By Robert Farley
The 2016 Annual Report of the U.S.-China Economic and Security Review Commission (established by act of the U.S. Congress) includes an unsurprising series of allegations about the course of Chinese military and economic espionage against the United States. Among other items, the report suggested that China had appropriated elements of the F-35 design and incorporated them in the J-20. The United States was not the only target. Individuals and firms in Japan, Thailand, the Philippines, France, Italy, and Norway also came under Chinese scrutiny.
The geographic distribution of China’s espionage efforts isn’t accidental. For decades, the defense industry resisted the otherwise nearly universal increase in geographic distribution of production facilities. This phenomenon resulted, in large part, from the desire of multinational corporations to locate elements of their production chains across borders. This was done to ensure quality control, access to resources, access to low-cost labor, and political influence in emerging markets.
The defense industry resisted this impulse, in large part, because of concerns over security. If a state which manufactured key components of a weapon system became hostile, then the military could lose access to those components. Moreover, the insistence of the United States on maintaining tight export control in order to protect its technological advantage during the Cold War militated against an overly dispersed production chain; having the main facilities close to home made them easier to protect.
For a variety of reasons (the rise of dual-use technology, the end of the Cold War, an increase in capital mobility), the autarkic nature of the defense industry has waned.
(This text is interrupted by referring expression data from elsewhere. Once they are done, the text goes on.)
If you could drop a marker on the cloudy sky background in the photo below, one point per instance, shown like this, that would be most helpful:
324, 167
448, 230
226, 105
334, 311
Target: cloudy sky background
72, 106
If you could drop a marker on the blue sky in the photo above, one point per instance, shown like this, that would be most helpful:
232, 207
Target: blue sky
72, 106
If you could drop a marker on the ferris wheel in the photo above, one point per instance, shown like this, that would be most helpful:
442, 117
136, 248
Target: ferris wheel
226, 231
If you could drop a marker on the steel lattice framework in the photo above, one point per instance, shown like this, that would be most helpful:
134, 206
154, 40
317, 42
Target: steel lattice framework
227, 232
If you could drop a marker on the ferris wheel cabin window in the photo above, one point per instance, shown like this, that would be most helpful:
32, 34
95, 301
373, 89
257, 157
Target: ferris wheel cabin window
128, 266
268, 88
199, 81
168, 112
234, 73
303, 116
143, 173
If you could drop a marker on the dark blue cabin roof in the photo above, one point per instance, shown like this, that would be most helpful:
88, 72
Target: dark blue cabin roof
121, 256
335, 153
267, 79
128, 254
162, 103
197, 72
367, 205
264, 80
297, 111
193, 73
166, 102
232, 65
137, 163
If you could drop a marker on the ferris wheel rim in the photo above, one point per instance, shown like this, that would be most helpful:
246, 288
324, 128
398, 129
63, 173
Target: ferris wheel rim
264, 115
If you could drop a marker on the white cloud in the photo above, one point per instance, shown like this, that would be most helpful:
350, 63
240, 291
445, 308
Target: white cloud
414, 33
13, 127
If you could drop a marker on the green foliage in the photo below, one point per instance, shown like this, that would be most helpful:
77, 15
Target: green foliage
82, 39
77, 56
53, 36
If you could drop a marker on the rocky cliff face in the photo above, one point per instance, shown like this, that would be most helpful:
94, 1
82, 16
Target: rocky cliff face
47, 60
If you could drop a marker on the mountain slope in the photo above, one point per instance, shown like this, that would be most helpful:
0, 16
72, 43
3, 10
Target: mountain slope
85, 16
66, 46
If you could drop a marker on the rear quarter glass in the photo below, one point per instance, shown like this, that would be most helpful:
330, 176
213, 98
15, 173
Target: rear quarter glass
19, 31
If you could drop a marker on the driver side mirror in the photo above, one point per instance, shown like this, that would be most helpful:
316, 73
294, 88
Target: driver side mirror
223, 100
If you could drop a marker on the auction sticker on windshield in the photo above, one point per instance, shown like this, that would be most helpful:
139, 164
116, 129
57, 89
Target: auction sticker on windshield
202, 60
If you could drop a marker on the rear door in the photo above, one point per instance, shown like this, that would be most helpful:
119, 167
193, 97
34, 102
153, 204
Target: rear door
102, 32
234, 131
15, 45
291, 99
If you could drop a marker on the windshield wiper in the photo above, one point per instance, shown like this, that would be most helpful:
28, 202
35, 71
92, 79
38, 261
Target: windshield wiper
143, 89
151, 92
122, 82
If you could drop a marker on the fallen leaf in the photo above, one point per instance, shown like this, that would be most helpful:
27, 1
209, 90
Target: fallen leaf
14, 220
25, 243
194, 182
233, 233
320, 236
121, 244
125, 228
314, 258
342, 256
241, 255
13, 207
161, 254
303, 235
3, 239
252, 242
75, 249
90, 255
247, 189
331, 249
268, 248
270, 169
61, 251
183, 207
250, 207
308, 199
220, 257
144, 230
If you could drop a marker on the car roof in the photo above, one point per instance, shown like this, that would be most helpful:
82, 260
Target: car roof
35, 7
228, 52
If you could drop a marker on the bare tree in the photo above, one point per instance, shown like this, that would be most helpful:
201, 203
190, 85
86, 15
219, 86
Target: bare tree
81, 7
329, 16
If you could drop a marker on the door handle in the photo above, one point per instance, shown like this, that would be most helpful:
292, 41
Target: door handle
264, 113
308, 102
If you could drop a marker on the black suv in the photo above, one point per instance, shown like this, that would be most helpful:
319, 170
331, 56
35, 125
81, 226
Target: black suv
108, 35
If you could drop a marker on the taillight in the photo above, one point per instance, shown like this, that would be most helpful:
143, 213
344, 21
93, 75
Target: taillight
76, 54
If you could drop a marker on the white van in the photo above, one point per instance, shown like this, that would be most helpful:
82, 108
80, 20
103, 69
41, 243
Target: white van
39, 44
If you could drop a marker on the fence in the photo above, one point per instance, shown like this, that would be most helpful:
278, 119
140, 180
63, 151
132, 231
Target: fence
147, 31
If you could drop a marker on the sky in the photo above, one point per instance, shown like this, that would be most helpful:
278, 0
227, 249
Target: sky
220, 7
In the case of the F-35 project, production and technology transfer across a wide range of countries was part of the point; it decreased costs for the United States, gave foreign countries a reason to buy the plane, and promised to increase alliance-wide interoperability.
But the dispersal of contracts across countries (and indeed, the shift to a lead contractor model within the U.S. defense industry itself), espionage (cyber or otherwise) has become much easier. Chinese operatives can now approach engineers, military officers, administrators, and attorneys from a wide range of different countries and companies in search of access to military technology. Indeed, the very act of communication between all these different actors creates opportunities for cyber-espionage.
The United States cannot have it both ways. It cannot enjoy the benefits (political, financial, and technological) of an open, dispersed defense industry, while also maintaining tight control over the innovations that industry produces. The domestic solution to this problem is intellectual property law; firms refrain from stealing because they fear legal retribution. But international IP law, especially in the military-technical field, is still a long way from wielding this kind of stick. And with the apparent death of the Trans-Pacific Partnership, the gulf between domestic and international IP enforcement won’t close anytime soon.